Opinion

Justice needed for lost boys of 'historical' abuse

The Kincora boys' home in Belfast

IT has only been in the last year that the full scale of the mental, physical and sexual abuse inflicted on young children and teenagers in care in Northern Ireland has been made public.

Places like Kincora and Rubane House that were supposed to provide safe sanctuary for vulnerable children instead became places of torture where youngsters were neglected, abused and exploited.

Even now with the passage of time the nature of the abuse and who it involved is still in dispute.

Thanks to this painstaking work of investigative journalist Chris Moore and a BBC Spotlight team we now have eyewitness testimony from a victim that there was a paedophile ring being run from Kincora boys' home and abuse was not isolated to the staff as had previously been claimed.

The scandal of the sexual exploitation of young boys who were housed in the home has rumbled on for over 40 years.

One of the most prolific paedophiles, Joe Mains, who worked at the home as a caretaker, was a man who mingled and socialised with those in the highest echelons of power. His fellow abuser William McGrath was a senior Orangeman and alleged MI5 agent.

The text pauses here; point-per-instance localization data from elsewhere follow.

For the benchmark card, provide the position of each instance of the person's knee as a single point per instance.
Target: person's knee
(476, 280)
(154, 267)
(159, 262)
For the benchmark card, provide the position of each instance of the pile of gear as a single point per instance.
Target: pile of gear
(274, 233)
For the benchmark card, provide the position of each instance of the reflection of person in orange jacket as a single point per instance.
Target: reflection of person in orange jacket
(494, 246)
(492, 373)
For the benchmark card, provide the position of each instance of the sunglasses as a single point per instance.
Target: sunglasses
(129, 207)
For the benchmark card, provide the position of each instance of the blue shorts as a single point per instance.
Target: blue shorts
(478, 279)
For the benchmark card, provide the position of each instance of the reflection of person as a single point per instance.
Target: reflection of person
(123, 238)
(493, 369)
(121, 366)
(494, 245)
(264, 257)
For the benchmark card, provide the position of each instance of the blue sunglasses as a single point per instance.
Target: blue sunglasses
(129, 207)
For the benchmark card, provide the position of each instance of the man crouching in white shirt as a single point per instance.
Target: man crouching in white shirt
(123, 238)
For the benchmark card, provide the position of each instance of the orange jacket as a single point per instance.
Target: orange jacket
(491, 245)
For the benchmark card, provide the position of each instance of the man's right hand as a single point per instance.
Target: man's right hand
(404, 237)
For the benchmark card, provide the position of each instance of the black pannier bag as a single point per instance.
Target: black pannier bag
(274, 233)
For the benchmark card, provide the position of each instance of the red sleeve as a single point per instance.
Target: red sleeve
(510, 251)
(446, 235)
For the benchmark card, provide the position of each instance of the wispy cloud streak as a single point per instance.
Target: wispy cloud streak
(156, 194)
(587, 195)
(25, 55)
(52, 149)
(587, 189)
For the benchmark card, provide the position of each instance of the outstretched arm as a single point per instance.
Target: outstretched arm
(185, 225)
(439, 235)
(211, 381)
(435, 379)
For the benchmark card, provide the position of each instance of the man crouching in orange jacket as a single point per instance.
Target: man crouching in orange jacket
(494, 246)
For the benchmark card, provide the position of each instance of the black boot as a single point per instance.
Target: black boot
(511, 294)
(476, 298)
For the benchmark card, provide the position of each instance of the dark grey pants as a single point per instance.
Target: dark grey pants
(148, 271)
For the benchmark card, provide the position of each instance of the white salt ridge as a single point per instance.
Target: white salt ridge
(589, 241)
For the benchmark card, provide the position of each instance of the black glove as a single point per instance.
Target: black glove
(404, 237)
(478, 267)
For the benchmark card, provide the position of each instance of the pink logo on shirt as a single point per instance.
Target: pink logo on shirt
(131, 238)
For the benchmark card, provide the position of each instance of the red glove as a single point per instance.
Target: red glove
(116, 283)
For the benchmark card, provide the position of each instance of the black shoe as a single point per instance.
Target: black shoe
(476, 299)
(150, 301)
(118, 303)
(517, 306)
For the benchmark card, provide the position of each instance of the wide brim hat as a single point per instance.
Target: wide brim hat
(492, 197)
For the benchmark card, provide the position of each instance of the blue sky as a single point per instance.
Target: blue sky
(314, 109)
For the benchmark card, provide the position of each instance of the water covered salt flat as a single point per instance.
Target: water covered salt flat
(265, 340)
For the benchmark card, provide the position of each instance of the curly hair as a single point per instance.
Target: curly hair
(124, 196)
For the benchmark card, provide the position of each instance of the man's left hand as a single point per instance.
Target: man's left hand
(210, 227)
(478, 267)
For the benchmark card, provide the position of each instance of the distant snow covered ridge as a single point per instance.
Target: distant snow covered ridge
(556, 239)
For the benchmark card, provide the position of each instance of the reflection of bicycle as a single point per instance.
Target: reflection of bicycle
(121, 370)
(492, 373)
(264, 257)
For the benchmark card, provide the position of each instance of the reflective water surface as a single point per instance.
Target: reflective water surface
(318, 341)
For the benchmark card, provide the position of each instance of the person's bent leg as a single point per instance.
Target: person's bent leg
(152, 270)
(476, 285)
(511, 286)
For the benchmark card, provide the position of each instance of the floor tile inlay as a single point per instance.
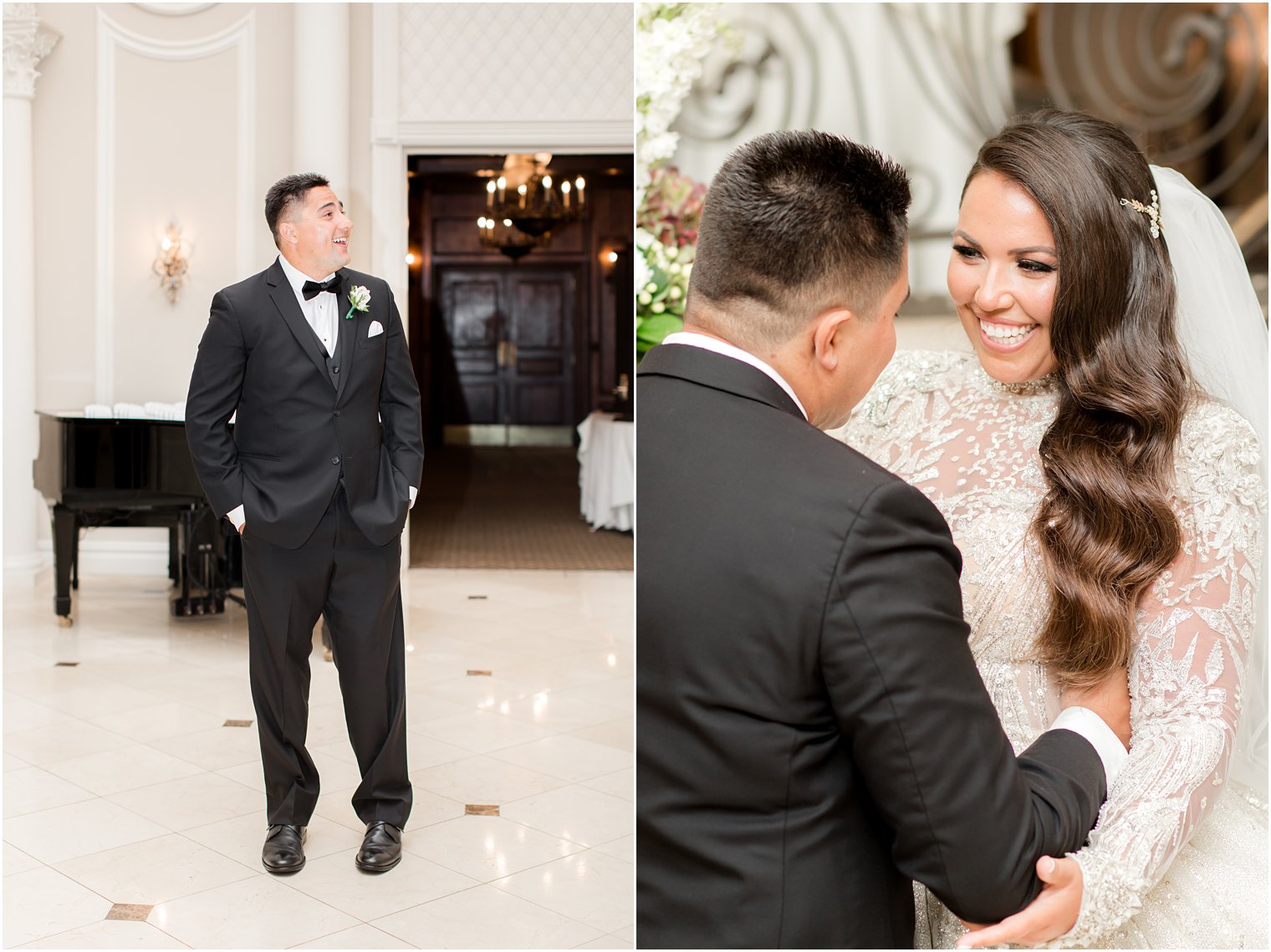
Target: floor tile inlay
(134, 817)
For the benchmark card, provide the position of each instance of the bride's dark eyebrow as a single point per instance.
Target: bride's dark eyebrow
(1035, 249)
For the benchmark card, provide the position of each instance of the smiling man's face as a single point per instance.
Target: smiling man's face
(315, 234)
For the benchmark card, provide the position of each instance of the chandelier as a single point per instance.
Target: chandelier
(528, 196)
(508, 239)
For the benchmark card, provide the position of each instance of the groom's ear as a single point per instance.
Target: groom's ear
(828, 332)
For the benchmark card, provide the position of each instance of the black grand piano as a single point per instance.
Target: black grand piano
(98, 471)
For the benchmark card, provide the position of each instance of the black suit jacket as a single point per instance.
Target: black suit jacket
(299, 431)
(813, 730)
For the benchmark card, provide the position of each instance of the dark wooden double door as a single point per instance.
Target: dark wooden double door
(508, 344)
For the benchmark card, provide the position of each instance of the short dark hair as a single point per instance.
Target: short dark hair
(799, 221)
(285, 192)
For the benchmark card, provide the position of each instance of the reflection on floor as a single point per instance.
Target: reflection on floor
(508, 507)
(134, 817)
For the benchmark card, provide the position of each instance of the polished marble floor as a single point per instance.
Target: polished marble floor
(134, 815)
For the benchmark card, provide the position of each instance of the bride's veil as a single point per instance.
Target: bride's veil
(1224, 336)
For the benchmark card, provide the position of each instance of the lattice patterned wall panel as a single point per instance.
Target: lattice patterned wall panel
(515, 61)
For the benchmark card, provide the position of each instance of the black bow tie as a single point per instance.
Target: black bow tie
(312, 288)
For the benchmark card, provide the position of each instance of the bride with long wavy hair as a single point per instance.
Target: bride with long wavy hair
(1110, 510)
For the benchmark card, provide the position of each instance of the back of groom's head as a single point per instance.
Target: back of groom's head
(796, 222)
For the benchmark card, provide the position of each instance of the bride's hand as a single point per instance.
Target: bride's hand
(1046, 918)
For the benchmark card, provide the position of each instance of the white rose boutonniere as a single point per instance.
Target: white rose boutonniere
(359, 299)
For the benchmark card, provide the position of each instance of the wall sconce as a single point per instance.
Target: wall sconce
(171, 262)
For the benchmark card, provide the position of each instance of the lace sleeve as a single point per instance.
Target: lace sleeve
(887, 424)
(1186, 675)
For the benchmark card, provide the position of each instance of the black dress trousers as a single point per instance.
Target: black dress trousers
(356, 583)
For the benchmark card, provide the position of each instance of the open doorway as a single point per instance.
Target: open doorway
(511, 356)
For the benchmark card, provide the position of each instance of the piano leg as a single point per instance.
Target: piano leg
(65, 534)
(75, 558)
(173, 556)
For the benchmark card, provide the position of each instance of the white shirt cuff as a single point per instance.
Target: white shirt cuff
(1105, 741)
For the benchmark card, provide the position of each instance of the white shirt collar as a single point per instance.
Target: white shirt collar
(711, 344)
(298, 278)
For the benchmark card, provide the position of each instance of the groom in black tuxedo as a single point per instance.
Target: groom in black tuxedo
(318, 473)
(813, 732)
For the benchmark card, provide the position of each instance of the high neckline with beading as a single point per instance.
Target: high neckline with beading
(1024, 388)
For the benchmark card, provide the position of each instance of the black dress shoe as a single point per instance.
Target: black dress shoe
(381, 848)
(283, 848)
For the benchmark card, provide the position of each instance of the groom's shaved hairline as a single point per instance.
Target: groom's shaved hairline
(796, 221)
(286, 195)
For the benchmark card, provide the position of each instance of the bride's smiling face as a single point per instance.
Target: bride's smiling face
(1002, 277)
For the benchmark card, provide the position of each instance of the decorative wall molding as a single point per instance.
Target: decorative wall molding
(175, 9)
(528, 136)
(111, 37)
(27, 41)
(117, 557)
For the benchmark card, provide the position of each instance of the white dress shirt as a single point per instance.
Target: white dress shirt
(717, 346)
(322, 312)
(1082, 720)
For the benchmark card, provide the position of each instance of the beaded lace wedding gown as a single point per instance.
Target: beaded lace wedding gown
(1177, 859)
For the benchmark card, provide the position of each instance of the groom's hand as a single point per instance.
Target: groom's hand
(1050, 915)
(1110, 700)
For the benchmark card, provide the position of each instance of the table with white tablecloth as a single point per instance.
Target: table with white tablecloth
(606, 471)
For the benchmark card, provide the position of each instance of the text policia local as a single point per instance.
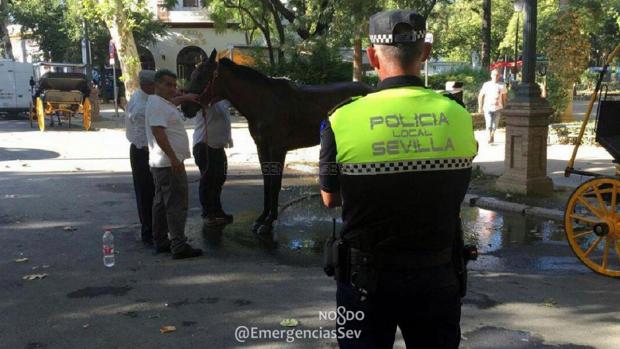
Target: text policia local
(411, 134)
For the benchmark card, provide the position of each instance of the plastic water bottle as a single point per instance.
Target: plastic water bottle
(108, 249)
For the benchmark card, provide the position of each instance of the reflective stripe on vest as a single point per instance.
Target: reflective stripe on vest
(403, 129)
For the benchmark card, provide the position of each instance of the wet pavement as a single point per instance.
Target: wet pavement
(526, 290)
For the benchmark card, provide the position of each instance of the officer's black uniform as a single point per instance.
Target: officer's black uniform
(408, 220)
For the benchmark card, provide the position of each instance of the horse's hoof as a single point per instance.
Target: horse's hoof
(264, 229)
(256, 226)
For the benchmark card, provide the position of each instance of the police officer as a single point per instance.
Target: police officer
(399, 161)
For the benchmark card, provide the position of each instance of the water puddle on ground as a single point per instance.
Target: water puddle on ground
(304, 225)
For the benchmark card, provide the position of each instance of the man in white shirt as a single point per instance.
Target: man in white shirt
(211, 135)
(139, 152)
(491, 100)
(169, 147)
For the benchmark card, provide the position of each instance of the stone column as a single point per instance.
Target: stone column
(527, 123)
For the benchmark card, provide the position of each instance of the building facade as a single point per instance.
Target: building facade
(191, 37)
(24, 50)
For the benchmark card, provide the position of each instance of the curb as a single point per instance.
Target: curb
(491, 203)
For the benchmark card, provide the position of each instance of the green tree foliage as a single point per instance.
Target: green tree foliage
(567, 49)
(5, 42)
(456, 27)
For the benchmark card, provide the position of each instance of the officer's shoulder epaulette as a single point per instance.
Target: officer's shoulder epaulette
(454, 98)
(343, 103)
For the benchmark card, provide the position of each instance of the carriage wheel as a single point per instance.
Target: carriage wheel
(40, 114)
(592, 225)
(86, 114)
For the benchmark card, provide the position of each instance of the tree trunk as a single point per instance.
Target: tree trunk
(126, 49)
(357, 58)
(4, 31)
(486, 34)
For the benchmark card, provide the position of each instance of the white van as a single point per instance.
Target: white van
(15, 91)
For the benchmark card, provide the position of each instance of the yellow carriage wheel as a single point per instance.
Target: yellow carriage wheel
(40, 114)
(86, 114)
(592, 225)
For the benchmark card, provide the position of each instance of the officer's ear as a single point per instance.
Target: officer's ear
(371, 52)
(426, 51)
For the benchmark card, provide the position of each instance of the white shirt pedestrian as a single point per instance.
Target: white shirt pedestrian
(217, 126)
(135, 123)
(493, 92)
(161, 112)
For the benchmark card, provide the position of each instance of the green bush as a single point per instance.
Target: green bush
(320, 65)
(472, 80)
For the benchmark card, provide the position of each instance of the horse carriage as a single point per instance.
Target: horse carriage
(62, 92)
(592, 220)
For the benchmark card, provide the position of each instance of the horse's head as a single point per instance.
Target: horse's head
(200, 78)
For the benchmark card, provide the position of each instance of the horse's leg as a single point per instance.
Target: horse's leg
(276, 170)
(263, 158)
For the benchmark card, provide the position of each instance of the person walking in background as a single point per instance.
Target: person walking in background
(135, 125)
(211, 135)
(491, 100)
(169, 147)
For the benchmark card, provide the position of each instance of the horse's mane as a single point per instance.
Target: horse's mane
(253, 74)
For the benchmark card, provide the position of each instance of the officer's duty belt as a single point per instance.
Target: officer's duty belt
(402, 260)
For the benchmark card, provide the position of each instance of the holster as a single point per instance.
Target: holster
(461, 255)
(336, 257)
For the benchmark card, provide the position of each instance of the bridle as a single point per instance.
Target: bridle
(208, 94)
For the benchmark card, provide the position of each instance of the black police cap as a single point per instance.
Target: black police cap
(382, 25)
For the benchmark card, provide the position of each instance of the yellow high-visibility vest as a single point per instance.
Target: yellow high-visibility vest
(404, 129)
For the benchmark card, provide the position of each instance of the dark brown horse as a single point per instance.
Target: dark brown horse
(281, 116)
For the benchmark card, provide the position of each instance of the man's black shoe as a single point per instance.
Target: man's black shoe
(162, 249)
(219, 219)
(187, 252)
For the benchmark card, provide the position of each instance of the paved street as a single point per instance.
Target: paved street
(60, 189)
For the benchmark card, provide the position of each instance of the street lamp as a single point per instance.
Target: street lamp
(518, 6)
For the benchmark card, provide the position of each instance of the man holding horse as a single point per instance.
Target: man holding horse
(169, 147)
(398, 258)
(211, 135)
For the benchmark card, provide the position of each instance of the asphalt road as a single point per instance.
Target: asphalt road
(533, 295)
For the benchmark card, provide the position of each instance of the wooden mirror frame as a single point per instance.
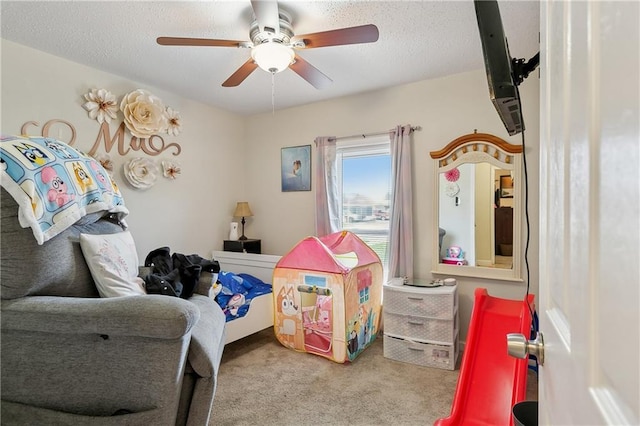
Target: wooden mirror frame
(480, 148)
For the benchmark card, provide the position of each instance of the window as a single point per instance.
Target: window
(364, 179)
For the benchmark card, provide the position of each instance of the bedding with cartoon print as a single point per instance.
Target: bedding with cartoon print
(235, 292)
(55, 185)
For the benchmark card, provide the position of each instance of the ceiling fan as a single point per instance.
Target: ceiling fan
(273, 44)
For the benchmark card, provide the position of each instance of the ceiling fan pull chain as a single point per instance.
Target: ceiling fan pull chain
(273, 93)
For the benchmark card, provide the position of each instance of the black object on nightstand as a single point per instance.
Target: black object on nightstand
(240, 246)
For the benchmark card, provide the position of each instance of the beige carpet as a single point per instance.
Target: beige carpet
(262, 382)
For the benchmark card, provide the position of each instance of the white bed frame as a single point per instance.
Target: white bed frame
(260, 314)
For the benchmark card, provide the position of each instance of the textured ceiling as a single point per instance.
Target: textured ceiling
(418, 40)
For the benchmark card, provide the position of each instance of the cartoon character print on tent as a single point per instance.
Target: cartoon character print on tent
(327, 296)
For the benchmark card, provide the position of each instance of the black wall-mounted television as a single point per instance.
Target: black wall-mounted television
(504, 73)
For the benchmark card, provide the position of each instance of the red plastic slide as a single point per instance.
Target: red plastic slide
(491, 382)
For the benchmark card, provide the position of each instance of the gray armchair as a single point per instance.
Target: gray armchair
(71, 357)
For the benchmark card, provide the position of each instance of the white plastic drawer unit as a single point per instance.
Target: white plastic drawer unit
(421, 328)
(437, 302)
(419, 353)
(421, 324)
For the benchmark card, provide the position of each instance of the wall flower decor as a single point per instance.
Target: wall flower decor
(144, 113)
(174, 122)
(452, 175)
(171, 169)
(141, 172)
(101, 105)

Faced with such powerful people whose interest it was to keep the true nature of the horrific abuse at Kincora secret what chance did the young victims have? They had no-one to shout on their behalf, no-one to fight their corner.

One must remember while these allegations are called historical, in some cases the people who suffered are still relatively young.

Many struggle with mental health and addiction problems brought on by their traumatic childhoods. Even now the help offered to those victims is pitifully absent, with the state which failed them as children continuing to fail them as adults.

Earlier this year The Irish News revealed the story of Kincora victim Stephen Waring, aged 16, who took his own life by jumping in the Irish Sea from a ferry that was transporting him back into the hands of his abusers from England where he'd fled.

His death was never investigated, no-one held to account. One of Kincora's lost boys.

While the abuse and the inquiry set up to investigate it considers these events historic it has to be remembered that all this took place in our lifetime.

Richard Kerr, the man interviewed by Spotlight and who revealed Mains took him and other boys to hotels, guest houses and private homes to be abused by paedophiles, is just 53 years old.

His story undermines previous police investigations and a public inquiry that concluded there was no organised paedophile network operating out of Kincora.

Richard revealed how Mains would take the boys on trips to hotels, ply them with drink then send them up to bedrooms to be exploited and abused by older men.

The teenage boys, many orphans or from broken homes, were given gifts of chocolates, watches and transistor radios by these men who have yet to be identified.

Richard Kerr was just 15 when he was used and abused by Mains and his paedophile friends.

In the aftermath of the recent sex abuse scandals including the Jimmy Savile case the British Home Office has established a new inquiry team to carry out a wide-ranging investigation of institutional child abuse. However, Northern Ireland will not be covered and despite allegations that people linked to Westminster were involved in Kincora it is absent from the inquiry's remit.

Keith Vaz, who chairs the home affairs committee at Westminster, told Spotlight that the testimony of Richard Kerr must be heard by the new government inquiry under solicitor Fiona Woolf.

Given this testimony there must now also be a new police investigation and efforts made to trace the people who were involved in abusing young boys outside the home.

Most journalists who have covered the Kincora case already have a list of names of those allegedly involved, some old and frail, others who went on to hold public office.

Without solid evidence these people cannot be named and will continue to evade justice. But regardless of age they should at least be questioned.

Likewise the activities of those who hid behind the Catholic Church to batter, abuse and exploit young children and boys should also now be subject to a full and thorough police investigation.

The PSNI has said it no longer has the finances to investigate the past. While the abuse was ongoing the then RUC blocked any efforts to investigate and protect children housed at Kincora, more interested in saving informers and powerful people from prosecution.

Those officers who blocked efforts to bring the abuse out into the open should also be held to account.

Similarly a fresh police investigation into Rubane House, where around 200 former residents have claimed they were abused, must now take place.

While the inquiries and the findings are important to victims and for the "on the record" documentation of systemic abuse of vulnerable Irish children, it's not the judicial conclusion they deserve.

The lost boys of Kincora and Rubane House are finally finding a voice but they're still a long way off achieving justice.